- Dołączył: 2010-05-10
- Miasto: Mauritius
- Liczba postów: 21812
12 kwietnia 2011, 22:33
Byl temat o ksiazkach ktore lubicie wiec teraz o tych ktorych nie lubicie. Jakich ksiazek nie dalyscie rady przeczytac i nie podobaja wam sie? Moga byc lektury;>.
Z lektur Proces Kafki byl wtedy jeszcze dla mnei za trudny i nudny a nie wrocialam do tego jeszcze, moze kiedys.
Porwanie w Tiutiurlistanie -lektrua w podstawowce- matko co za ksiazka, glupia do kwadratu
Krzyzacy mnie niestety pobili i nie dalam im rady, doszlam chyba do tego jak Juranda oslepili.
Ponoc Nad Niemnem bije wszystko na glowe ale nei mialam przyjemnosci czytac:D
A teraz uwaga. Jako fanka powiesci i gier fantasy nie zmoglam Wladcy Pierscieni a mialam 3 podejscia! No nie idzie mi to nijak, jakis taki toporny jezyk ma Tolkien i tak rozwlekle opisy ze nie daje rady.

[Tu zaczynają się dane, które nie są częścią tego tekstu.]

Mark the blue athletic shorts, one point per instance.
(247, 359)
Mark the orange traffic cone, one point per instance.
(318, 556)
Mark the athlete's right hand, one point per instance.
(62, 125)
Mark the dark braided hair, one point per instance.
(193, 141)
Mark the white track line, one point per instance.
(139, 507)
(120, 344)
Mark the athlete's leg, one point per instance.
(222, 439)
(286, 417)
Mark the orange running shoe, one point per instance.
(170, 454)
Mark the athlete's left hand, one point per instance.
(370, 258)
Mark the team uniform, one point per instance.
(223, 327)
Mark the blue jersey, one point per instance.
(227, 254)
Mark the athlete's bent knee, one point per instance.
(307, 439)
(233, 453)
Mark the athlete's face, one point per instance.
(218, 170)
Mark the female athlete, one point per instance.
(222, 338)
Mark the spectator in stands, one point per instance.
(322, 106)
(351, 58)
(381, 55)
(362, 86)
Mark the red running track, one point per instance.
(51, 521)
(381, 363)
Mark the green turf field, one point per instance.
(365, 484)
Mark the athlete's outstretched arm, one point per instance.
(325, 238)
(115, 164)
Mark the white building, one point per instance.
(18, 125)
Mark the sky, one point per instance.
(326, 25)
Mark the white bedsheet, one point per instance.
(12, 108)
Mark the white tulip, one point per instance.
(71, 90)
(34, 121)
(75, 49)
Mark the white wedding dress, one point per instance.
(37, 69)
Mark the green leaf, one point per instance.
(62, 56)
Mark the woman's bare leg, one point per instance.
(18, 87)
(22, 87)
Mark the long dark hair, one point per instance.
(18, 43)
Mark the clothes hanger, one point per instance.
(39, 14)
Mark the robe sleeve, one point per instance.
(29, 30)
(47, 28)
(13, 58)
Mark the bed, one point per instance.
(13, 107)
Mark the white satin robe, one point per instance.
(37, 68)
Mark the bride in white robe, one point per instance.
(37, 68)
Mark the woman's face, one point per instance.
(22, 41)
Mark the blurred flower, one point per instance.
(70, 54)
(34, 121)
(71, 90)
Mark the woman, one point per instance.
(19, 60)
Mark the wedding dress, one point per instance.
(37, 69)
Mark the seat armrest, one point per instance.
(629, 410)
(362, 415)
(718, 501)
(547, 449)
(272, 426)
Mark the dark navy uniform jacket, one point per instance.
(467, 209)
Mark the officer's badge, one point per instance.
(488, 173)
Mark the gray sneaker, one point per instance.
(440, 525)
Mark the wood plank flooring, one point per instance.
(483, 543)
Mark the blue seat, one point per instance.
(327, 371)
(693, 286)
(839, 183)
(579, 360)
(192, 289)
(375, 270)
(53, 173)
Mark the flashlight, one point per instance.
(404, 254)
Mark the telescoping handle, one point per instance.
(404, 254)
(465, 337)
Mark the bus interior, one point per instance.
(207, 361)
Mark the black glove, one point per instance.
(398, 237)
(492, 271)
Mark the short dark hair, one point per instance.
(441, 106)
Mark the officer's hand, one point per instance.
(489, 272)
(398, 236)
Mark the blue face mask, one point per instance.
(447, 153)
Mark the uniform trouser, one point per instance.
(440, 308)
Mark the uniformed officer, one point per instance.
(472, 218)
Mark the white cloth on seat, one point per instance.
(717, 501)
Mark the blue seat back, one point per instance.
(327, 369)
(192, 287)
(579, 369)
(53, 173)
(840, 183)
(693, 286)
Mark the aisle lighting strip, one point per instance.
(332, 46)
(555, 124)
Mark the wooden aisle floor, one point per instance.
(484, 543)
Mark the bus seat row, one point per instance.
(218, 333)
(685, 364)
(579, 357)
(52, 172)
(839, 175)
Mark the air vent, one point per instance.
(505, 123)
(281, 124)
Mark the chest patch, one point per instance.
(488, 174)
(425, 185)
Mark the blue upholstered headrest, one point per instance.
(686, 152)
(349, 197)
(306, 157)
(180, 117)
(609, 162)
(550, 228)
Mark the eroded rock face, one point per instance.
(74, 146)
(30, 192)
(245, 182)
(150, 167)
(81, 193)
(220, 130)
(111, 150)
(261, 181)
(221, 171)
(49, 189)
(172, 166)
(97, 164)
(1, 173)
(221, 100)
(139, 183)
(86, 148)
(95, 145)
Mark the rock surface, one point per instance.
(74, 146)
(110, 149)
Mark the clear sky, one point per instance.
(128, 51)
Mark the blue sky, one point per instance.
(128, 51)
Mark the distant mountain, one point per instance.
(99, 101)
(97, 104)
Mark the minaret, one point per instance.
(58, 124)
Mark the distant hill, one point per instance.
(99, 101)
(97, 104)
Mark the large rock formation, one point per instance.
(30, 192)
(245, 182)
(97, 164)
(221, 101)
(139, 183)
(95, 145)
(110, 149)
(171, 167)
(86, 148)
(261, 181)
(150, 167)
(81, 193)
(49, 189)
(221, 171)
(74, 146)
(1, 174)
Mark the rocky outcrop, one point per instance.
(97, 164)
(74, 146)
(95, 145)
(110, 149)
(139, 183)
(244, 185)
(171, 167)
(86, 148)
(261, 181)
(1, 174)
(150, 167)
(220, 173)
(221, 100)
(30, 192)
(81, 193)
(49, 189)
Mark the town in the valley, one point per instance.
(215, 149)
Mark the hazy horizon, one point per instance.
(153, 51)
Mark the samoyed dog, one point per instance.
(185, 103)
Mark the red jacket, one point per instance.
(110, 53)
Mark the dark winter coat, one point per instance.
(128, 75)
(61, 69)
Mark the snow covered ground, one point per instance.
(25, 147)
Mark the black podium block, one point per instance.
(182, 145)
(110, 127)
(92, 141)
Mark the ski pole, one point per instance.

Jedyna ksiazka w ktorej opisy przezucalam (a nigdy tego nei robie) jest Solaris. Generalnie ksiazka fajna, klimatyczna, ciekawa ale te opisy jednak sa troche przegiete:).
Probowalam liznac Zmierzch i Biala Masajke ale tego to juz w ogole nie moge czytac.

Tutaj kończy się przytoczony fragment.